- Born: Catherine Barnfather 18 February 1945 Newcastle Upon Tyne, England
- Died: 15 December 2015 (aged 70) Newcastle upon Tyne, England
- Spouse(s): Wally Secker (div. 1990s) James Whiteley (1997–2015)
- Children: 2, including Jayne Secker
- Career
- Show: ITV Tyne Tees
- Station: BBC Radio Newcastle (1994–2015)
- Style: Presenter

= Kathy Secker =

British broadcaster (1945–2015)

Kathy Secker (born Catherine Barnfather; 18 February 1945 – 15 December 2015) was a British television and radio broadcaster, best known for her work at Tyne Tees Television and BBC Radio Newcastle.
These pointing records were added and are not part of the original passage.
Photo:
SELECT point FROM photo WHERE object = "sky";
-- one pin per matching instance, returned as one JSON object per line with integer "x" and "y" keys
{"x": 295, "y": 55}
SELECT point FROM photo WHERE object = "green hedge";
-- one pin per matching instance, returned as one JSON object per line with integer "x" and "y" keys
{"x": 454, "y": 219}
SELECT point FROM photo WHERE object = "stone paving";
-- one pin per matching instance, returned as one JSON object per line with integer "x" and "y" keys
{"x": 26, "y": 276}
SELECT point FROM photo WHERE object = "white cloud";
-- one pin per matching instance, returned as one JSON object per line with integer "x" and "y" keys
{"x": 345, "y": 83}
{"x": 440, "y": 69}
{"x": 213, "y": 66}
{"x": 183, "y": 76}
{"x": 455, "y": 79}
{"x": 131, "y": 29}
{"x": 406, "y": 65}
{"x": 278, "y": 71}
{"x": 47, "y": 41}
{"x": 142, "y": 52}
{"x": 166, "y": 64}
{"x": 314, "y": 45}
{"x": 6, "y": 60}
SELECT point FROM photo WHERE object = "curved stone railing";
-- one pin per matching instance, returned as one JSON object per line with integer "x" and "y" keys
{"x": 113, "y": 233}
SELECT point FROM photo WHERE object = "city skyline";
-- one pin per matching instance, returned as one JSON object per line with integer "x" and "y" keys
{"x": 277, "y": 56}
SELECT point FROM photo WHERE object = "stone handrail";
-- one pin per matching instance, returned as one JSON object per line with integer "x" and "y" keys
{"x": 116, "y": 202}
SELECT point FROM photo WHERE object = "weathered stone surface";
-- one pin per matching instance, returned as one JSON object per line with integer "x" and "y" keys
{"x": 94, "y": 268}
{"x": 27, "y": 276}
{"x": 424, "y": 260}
During her early broadcasting career at Tyne Tees (1976–1984) she was usually credited as Cathy Secker.

== Career ==
After she had worked as a secretary to an ENT specialist and as a bank clerk, her husband persuaded her to consider a career as a model, which proved to be successful. Secker became the face of an advertising campaign for the Northern Gas Board. In later years, she also fronted TV adverts for Co-op stores in the North East.

The popularity of the gas board campaign led to Secker being offered a role as a continuity announcer and newsreader for Tyne Tees Television in 1976. Following the 13-week 1979 ITV technicians' strike, Secker was the first presenter back on air on 24 October.

She left the station in 1984, before returning to her continuity role in 1990. Secker was one of Tyne Tees' last locally based announcers — in later years, sharing duties as chief announcer with Bill Steel. She also presented the daily features Lookaround and The Birthday Spot.

When continuity from Newcastle ended in 1996, she made a permanent move to programming, presenting breakfast news bulletins and the magazine show Tonight, alongside her own series, Kathy and Co. Secker also contributed features for the nightly news programme North East Tonight before leaving Tyne Tees in 1998.

In 1994, Secker became a presenter on BBC Radio Newcastle, hosting a Sunday afternoon dedications show. She made her final broadcast on the station on 29 November 2015, just over a fortnight before her death. She also ran her own business, First Impressions, offering women advice on style, beauty and fashion.

She was a founder and patron of Grace House in Sunderland, a charity working across the North East, providing support to disabled children, young people and their families.

== Personal life ==
Secker was raised in Bedlington, Northumberland. She was married to childhood sweetheart Wally Secker from the late 1960s until the early 1990s, when they divorced. She later married Tyne Tees colleague James Whiteley in Kenya in 1997.

She had two children with Wally Secker, a daughter, Jayne (born 1972), who is a presenter on Sky News, and a son, David (born 1975).

== Death ==
On 16 December 2015, it was announced she had died at home in Jesmond the previous day, aged 70. Secker was due to present her BBC Radio Newcastle show the following Sunday. A tribute programme was broadcast on this day, presented by Michael Poulter with messages and memories of Secker from colleagues and listeners.

A funeral service for her was held at the West Road Crematorium, Newcastle, on 30 December 2015.